Beyond sculptural installation, I think Alemani was right to include a relatively small but largely judicious selection of video works. Ali Cherri’s Of Men and Gods and Mud (2022) is a three-screen installation in the Arsenale, with documentary footage of brick-making in Sudan and a narration that conjures myths and the inextricable connection between the earth, people and belief systems. Nan Goldin’s Sirens (2019-20) is the pick of the videos in the Giardini—Goldin reflects on the story of Donyale Luna, the Black model and actress who died young of a heroin overdose, through a delirious yet mournful mashup of found footage of Luna and other dreamily intoxicated figures.

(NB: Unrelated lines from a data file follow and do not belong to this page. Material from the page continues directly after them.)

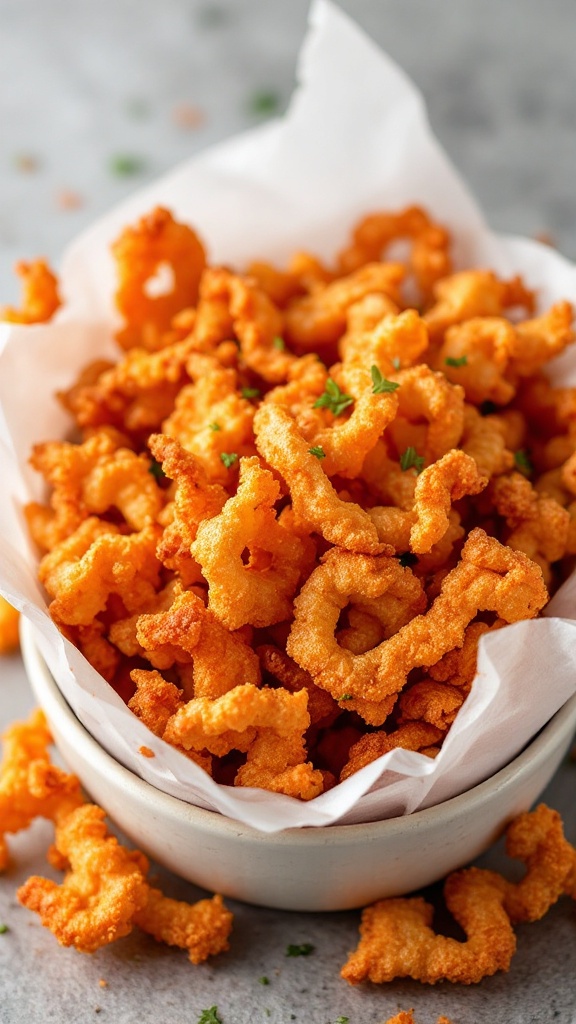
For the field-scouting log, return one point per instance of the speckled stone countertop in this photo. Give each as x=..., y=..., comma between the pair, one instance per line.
x=98, y=97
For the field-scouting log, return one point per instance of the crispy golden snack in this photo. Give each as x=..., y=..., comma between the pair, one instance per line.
x=201, y=928
x=30, y=784
x=252, y=563
x=157, y=243
x=40, y=298
x=397, y=938
x=103, y=889
x=9, y=621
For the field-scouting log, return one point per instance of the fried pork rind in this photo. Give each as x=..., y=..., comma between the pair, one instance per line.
x=397, y=937
x=104, y=887
x=252, y=563
x=190, y=631
x=269, y=724
x=40, y=298
x=315, y=502
x=201, y=928
x=9, y=621
x=429, y=257
x=489, y=577
x=157, y=243
x=30, y=784
x=96, y=561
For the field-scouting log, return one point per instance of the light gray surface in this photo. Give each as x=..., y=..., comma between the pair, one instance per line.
x=81, y=82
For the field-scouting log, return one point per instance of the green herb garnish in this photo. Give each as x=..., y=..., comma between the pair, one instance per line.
x=333, y=398
x=209, y=1016
x=124, y=165
x=304, y=949
x=523, y=462
x=263, y=102
x=380, y=384
x=156, y=469
x=229, y=458
x=411, y=460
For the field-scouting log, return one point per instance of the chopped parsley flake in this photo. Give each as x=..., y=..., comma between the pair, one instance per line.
x=380, y=384
x=333, y=398
x=523, y=462
x=411, y=460
x=156, y=469
x=263, y=102
x=304, y=949
x=124, y=165
x=229, y=458
x=209, y=1016
x=407, y=559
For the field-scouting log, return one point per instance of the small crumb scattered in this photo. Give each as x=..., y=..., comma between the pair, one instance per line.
x=67, y=199
x=188, y=116
x=124, y=165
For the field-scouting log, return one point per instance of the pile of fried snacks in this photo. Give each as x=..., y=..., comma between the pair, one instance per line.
x=105, y=890
x=301, y=496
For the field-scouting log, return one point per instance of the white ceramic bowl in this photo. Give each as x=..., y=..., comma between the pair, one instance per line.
x=334, y=867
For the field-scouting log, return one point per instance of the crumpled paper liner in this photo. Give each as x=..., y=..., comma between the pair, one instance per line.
x=343, y=150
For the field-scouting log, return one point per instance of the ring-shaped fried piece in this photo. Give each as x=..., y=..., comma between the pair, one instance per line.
x=489, y=577
x=157, y=241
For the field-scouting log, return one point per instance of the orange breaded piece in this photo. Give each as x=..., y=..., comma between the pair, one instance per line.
x=81, y=572
x=157, y=243
x=201, y=928
x=195, y=499
x=398, y=940
x=315, y=502
x=409, y=736
x=474, y=293
x=489, y=577
x=221, y=659
x=429, y=257
x=40, y=298
x=252, y=563
x=9, y=624
x=103, y=889
x=30, y=784
x=268, y=724
x=320, y=318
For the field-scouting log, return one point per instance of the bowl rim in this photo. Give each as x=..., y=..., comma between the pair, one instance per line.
x=57, y=710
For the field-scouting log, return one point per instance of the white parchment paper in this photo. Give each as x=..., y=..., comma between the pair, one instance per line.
x=355, y=139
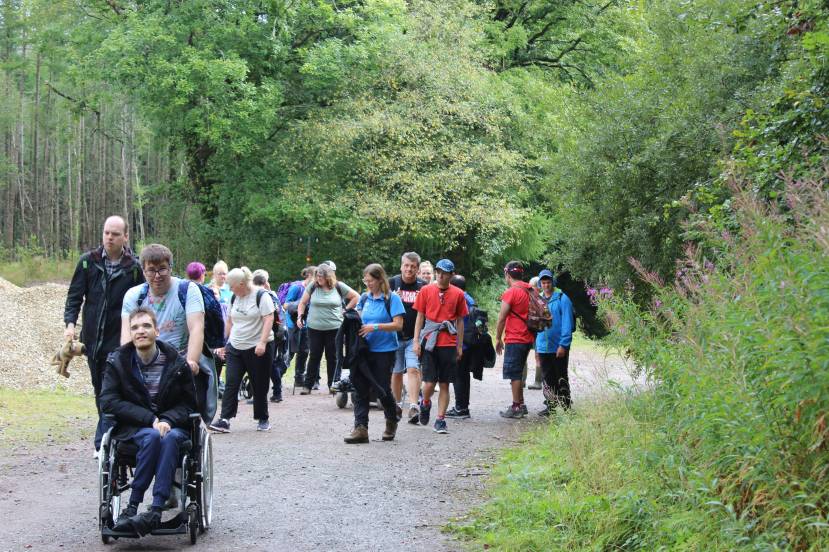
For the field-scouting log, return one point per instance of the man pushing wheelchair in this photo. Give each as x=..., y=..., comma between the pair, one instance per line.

Mrinalini Mukherjee’s hemp figures Photo: Marco Cappelletti; Courtesy of La Biennale di Venezia

Alemani shows a profound understanding of the limits and possibilities of her two sites: the Arsenale more polyphonic between big set-pieces and the Giardini as the zone for stimulating pairings and trios. The late Indian artist Mrininalini Mukherjee’s hemp figures, the post-Surrealist paintings and flotsam-and-jetsam sculptures by Cecilia Vicuña and the landscape-figure-microbiological paintings of Merikokeb Berhanu is one of many stand-out groupings. Another set brings together the ever-impressive morphing figurations of Christina Quarles, the tallon-and-membrane spookiness of Hannah Levy’s sculptures, and the hugely moving final works of Kaari Upson, who died last year. Her 3D modelled relief portraits (perhaps self-portraits?) are covered in fields of urethane, resins and pigments, so that the facial image either lurks behind the veils of colour or appears to retreat into nothingness.

Quietly, there is a survey across the Giardini of seriously playful painters of the same generation who seemed to unearth new depths in their medium, and continue to today—Amy Sillman, Charline von Heyl and Jacqueline Humphries all show hugely impressive works. Allison Katz, who was taught by both Sillman and Von Heyl, mines her own furrow with great humour, precision and mystery in five paintings (with knowing nods to Venetian themes) in the Arsenale.

The sheer coherence of Alemani’s show is evident in the way that the works talk to each other not just in the same room, or between the capsules and the contemporary spaces, but between the Giardini and Arsenale. It is a show of ripples and resonances, one that honours its artists by letting them dictate its paths, while providing a perfectly judged structure to allow their thoughts to percolate, and their imaginations to soar.